LHASA – Outside the living-room window of Yixiqu Zhen’s showcase home near Lhasa’s Jokhang monastery, a caged bird trills a morning tune.

It doesn’t sound quite like a carefree song of freedom, more like a well-rehearsed Ode to a Harmonious Society and Peaceful Development, and every note of the birdsong hangs heavily in the air.

Inside the room, as Zhen’s wife scurries about serving changamu, or sweet tea made of yak milk, the 63-year-old retired factory worker sings a familiar tune.

All around them are symbols of Tibetan middle-class affluence: a colour television, a hi-fi system, ornate woodwork panels that glisten in the morning light, an exquisitely embroidered tapestry of the Potala Palace… The Zhens have manifestly made it good since the Chinese “liberation” of Tibet in the 1950s.

“Life has improved beyond our wildest dreams,” trills Zhen, with barely a glance at our Chinese handlers who hover in the background. His two children are civil servants, each earning a salary in excess of 1,000 yuan a month, which puts the family in the upper-middle income category in Lhasa’s transitional economy.

Today, Zhen and his wife lead a life that’s centred around the Jokhang monastery, the 7th century Buddhist temple in Lhasa.

Yet, Zhen’s cultivated equanimity slips momentarily when he’s asked for his recollections of Lhasa prior to 1959, when the Dalai Lama fled the Potala Palace for India following a failed uprising against Chinese rule.

At first, Zhen admits to remembering nothing of those times: when this claim gives rise to expressions of incredulity (after all, he was 16 in 1959) his memory is sufficiently revived for him to recall that Lhasa’s ragged roads were full of grubby buildings and wandering beggars… Selective amnesia about pre-1959 Tibet appears to be a common-enough affliction in Lhasa today; so marked is it that in some cases it assumes the characteristics of a societal denial of history. Visiting the Potala Palace, the winter palace of the Dalai Lama, one comes across other manifestations of this incapacity — or unwillingness — to reconcile contentious events in history.

At the Potala today, there are few visual reminders of the 14th and current Dalai Lama, whom the Chinese government has variously branded an “anti-national” and a “separatist” for his advocacy of “real autonomy” for Tibet. Qiangba Gesang, who oversees the administration of the palace today, hails from a family of nobles who were on top of the social hierarchy in the pre-1950s feudal Tibet, which was characterised by serfdom. As someone who had access to the Potala when the (then) young Dalai Lama resided in it, his first-person account of life in the palace could have served as an important contribution to narrated folk history of those times. Yet, when he is asked to share his unique insights as a societal observer, Gesang is less than enthusiastic. The Potala, he emphasises, is not a place of worship, and no religious activities of any sort take place there. Even so, it is hard to overlook the centrality of the Potala as a spiritual pivot for lay Tibetans and the obvious manifestations of piety all around the Potala palace.

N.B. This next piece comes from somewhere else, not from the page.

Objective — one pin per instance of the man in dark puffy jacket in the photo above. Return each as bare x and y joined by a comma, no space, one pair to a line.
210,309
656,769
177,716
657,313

All along the roads that surround Potala, including the arterial Beijing Road, even today Tibetans offer prayers to the palace. It is the surest sign that memories of another day, when the Tibetan people’s “god-king” ruled, linger in some minds.

Crowds gather on Lama visit rumours

Last month saw another manifestation of the spiritual hold that the Dalai Lama appears to have on Tibetan Buddhists even when he’s in exile. A group of Tibetan Buddhists — upto 10,000 by some estimates — gathered at the Kumbum Monastery in Amdo region of Qinghai province last month after a rumour surfaced that the Dalai Lama would visit the area.

The rumour proved unfounded, but the gathering holds pointers to the continued sway that the spiritual leader holds over the Tibetan people, despite officials’ claims to the contrary. The Chinese government has branded the Dalai Lama a ‘splitist’ and has forbidden him from entering Tibet, which he fled for India in 1959.